Audax
- Full name: Grêmio Osasco Audax Esporte Clube
- Founded: 9 January 1986; 40 years ago
- Ground: Pref. José Liberatti
- Capacity: 12,430
- President: Renato Dos Santos Botega
- Head Coach: Luciano Quadros
- League: Campeonato Paulista Segunda Divisão
- 2025 [pt]: Paulista Série A4, 15th of 16 (relegated)
- Website: www.audaxsp.com.br
| Home colours | Away colours |

= Grêmio Osasco Audax Esporte Clube =

Football club in Osasco, Brazil

Grêmio Osasco Audax Esporte Clube, commonly referred to as Audax, is a professional association football club based in Osasco, São Paulo, Brazil.

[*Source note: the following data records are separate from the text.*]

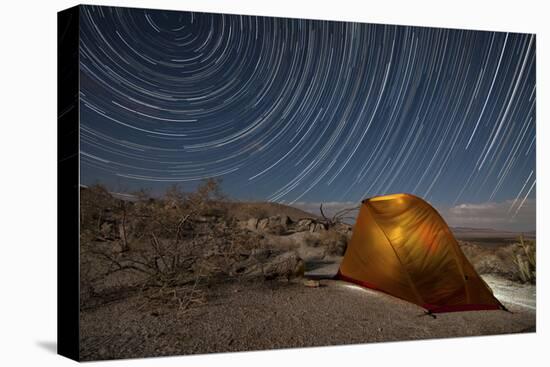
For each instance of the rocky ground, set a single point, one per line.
(227, 282)
(244, 316)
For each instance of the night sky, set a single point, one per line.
(308, 111)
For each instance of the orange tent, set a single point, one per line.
(401, 246)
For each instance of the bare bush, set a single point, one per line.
(526, 261)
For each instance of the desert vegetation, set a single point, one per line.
(168, 249)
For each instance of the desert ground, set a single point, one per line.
(260, 276)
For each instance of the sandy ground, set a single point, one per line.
(246, 315)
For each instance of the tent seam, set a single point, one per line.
(411, 284)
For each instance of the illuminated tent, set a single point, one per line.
(402, 246)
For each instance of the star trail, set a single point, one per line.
(293, 110)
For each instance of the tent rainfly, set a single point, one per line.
(401, 246)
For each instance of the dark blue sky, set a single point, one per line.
(307, 111)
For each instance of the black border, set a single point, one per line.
(68, 172)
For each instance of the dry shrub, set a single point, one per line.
(526, 261)
(155, 242)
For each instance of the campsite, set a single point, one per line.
(194, 273)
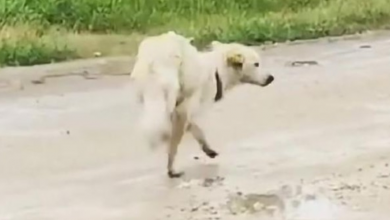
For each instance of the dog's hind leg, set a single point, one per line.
(199, 136)
(178, 128)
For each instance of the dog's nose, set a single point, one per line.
(270, 79)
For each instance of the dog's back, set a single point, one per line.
(157, 71)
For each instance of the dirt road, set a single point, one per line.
(314, 145)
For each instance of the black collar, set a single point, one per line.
(219, 94)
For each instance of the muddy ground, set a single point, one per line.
(314, 145)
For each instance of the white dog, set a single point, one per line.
(177, 82)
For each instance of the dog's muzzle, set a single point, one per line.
(269, 80)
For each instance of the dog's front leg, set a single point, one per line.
(178, 127)
(198, 134)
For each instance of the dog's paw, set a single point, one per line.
(210, 152)
(172, 174)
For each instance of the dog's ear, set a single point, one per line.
(191, 39)
(215, 44)
(235, 59)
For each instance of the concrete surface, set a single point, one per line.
(314, 145)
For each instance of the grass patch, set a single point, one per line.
(116, 26)
(24, 46)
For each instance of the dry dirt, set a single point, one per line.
(315, 145)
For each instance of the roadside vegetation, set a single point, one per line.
(43, 31)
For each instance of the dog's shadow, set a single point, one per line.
(197, 172)
(201, 171)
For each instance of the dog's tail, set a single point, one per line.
(155, 121)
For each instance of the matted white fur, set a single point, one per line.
(176, 83)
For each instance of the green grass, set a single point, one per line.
(246, 21)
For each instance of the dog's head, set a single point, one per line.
(245, 62)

The team competes in Campeonato Paulista Segunda Divisão, the fifth tier of the São Paulo state football league.

The club was formerly known as Pão de Açúcar Esporte Clube, PAEC and Audax São Paulo Esporte Clube.

==History==
The club was founded as a city of São Paulo-based club on 8 December 2004 as Pão de Açúcar Esporte Clube, playing their first professional game on 7 April 2007, against Jabaquara, for the Campeonato Paulista Segunda Divisão. They won the Campeonato Paulista Segunda Divisão in 2008, after beating Batatais in the final.

Pão de Açúcar Esporte Clube was renamed to Audax São Paulo Esporte Clube on 17 July 2011, adopting a new logo and new kits. The owner of the club, Grupo Pão de Açúcar, changed the club's name to bring the team closer to its supporters.

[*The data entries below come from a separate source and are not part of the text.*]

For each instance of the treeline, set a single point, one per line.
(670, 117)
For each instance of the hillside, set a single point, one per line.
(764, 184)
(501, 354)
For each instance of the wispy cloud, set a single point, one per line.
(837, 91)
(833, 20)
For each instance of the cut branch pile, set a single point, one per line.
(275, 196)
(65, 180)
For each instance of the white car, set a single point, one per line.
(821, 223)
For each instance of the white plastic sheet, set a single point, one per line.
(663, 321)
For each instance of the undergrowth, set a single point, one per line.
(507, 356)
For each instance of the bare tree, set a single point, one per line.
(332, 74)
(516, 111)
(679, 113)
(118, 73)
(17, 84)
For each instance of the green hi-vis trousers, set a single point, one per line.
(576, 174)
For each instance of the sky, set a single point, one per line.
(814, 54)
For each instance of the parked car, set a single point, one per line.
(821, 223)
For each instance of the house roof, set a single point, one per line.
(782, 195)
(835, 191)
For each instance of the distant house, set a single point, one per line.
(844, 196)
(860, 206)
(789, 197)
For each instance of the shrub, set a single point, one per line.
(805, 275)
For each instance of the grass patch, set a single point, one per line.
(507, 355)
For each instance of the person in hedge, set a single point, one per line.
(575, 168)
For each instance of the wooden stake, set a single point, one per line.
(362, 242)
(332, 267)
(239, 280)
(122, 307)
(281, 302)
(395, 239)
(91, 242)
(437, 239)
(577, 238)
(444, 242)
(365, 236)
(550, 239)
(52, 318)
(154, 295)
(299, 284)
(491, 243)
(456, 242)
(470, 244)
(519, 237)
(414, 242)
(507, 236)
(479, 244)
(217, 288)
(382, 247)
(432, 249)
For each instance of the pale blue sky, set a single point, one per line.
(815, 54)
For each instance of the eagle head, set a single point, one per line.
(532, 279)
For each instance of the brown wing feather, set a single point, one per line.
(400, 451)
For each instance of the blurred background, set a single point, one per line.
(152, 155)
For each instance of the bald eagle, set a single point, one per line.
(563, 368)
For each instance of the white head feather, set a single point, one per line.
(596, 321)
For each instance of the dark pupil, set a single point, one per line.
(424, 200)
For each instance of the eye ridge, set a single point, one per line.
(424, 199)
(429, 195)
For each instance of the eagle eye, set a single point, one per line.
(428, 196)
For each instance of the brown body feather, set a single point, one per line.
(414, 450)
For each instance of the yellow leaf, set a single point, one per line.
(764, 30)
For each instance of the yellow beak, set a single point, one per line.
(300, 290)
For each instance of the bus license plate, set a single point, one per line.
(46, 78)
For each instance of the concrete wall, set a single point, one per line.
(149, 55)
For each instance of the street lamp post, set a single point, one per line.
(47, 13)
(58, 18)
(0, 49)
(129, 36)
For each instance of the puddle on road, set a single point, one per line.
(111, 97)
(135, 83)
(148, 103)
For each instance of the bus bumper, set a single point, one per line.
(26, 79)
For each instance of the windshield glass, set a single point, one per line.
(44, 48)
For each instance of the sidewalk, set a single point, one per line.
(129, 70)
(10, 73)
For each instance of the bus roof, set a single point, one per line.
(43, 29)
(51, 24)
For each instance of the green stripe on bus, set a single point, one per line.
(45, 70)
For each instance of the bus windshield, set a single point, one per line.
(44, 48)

The club was sold on September 22, 2013 to Mário Teixeira, president of Bradesco and vice-president of Grêmio Osasco, renamed to Grêmio Osasco Audax and moved to Osasco.

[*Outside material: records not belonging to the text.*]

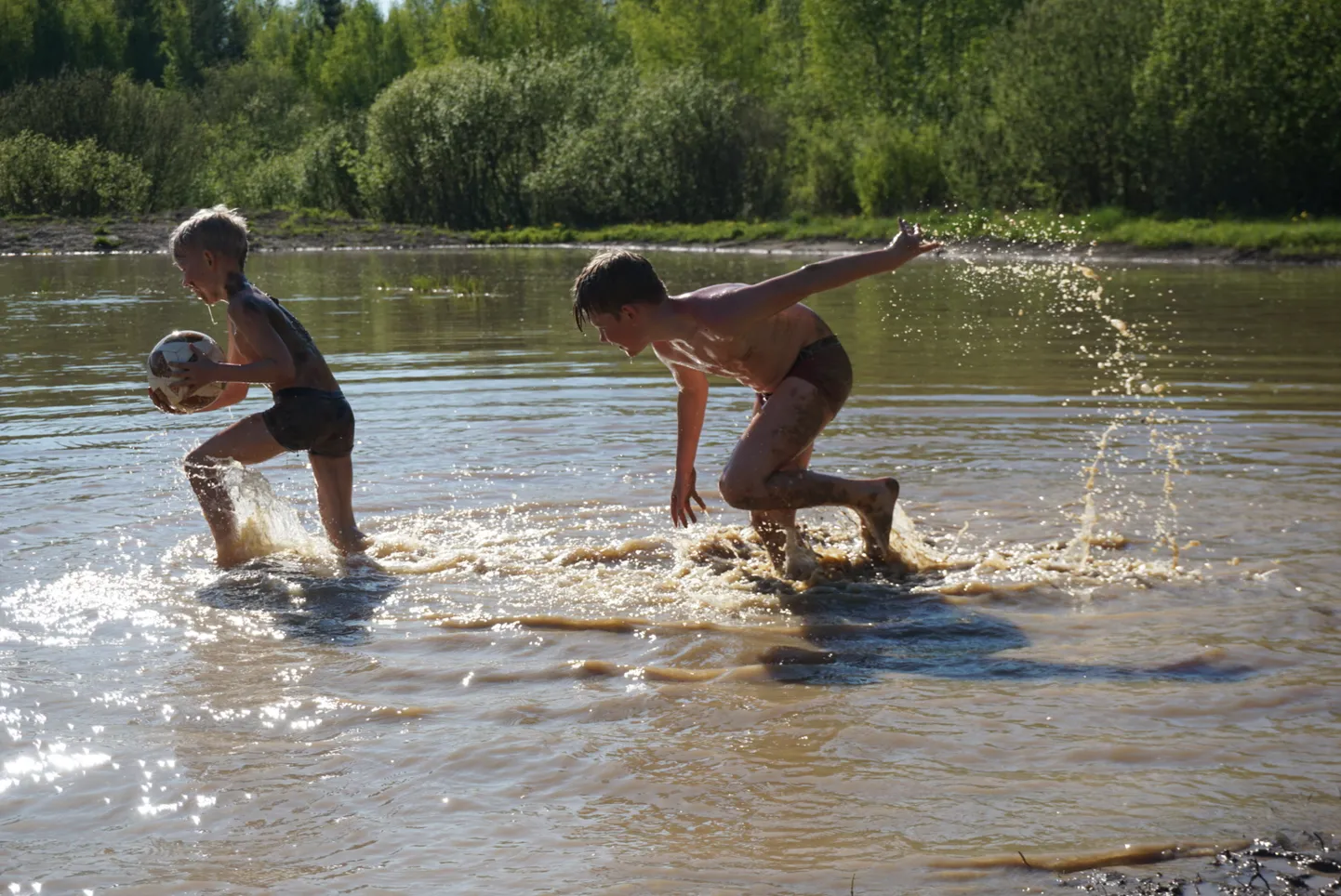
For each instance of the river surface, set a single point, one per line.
(1122, 504)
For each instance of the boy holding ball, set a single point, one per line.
(267, 346)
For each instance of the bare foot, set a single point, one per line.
(352, 541)
(774, 540)
(877, 517)
(801, 561)
(230, 558)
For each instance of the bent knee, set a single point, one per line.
(739, 491)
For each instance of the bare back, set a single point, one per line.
(758, 358)
(310, 368)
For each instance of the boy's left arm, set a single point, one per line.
(272, 359)
(232, 392)
(737, 310)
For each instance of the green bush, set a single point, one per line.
(896, 169)
(1050, 118)
(43, 176)
(155, 127)
(680, 148)
(454, 143)
(819, 158)
(1240, 105)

In his little time after having changed from the city, the team controlled by Fernando Diniz surprised to eliminate major clubs, such as the São Paulo and Corinthians in the Campeonato Paulista. With its form engaging to play and until the number of play ugly. players as Tchê Tchê, Camacho, Bruno Paulo and other stood out and came up to the end of the State where he was vice after losing the final for the Santos.

After its campaign in the Paulistão, the club partnered with Oeste to participate in the Campeonato Brasileiro Série B, with Fernando Diniz and several members of the squad involved.

==Honours==
===State===
- Campeonato Paulista
  - Runners-up (1): 2016
- Campeonato Paulista Série A3
  - Winners (1): 2019
- Campeonato Paulista Série A4
  - Winners (1): 2008

=== Women's Football ===
- Copa Libertadores Femenina
  - Winners (1): 2017
- Copa do Brasil de Futebol Feminino
  - Winners (1): 2016

==Stadium==

Grêmio Audax Osasco plays they home games at Estádio José Liberatti. The stadium has a maximum capacity of 12,430.

Audax São Paulo Esporte Clube, until 2014, played their home games at Estádio Nicolau Alayon. The stadium has a maximum capacity of 9,660 people.

The club, until 2011, played their home games at Estádio Conde Rodolfo Crespi, nicknamed Estádio Rua Javari. The stadium has a maximum capacity of 4,000 people.

==Women's team==
Their women's team debuted in the 2015 Campeonato Paulista de Futebol Feminino and then for two years put together a combined squad with Corinthians (called Corinthians Audax) and won the 2017 Copa Libertadores Femenina and the 2016 Copa do Brasil de Futebol Feminino.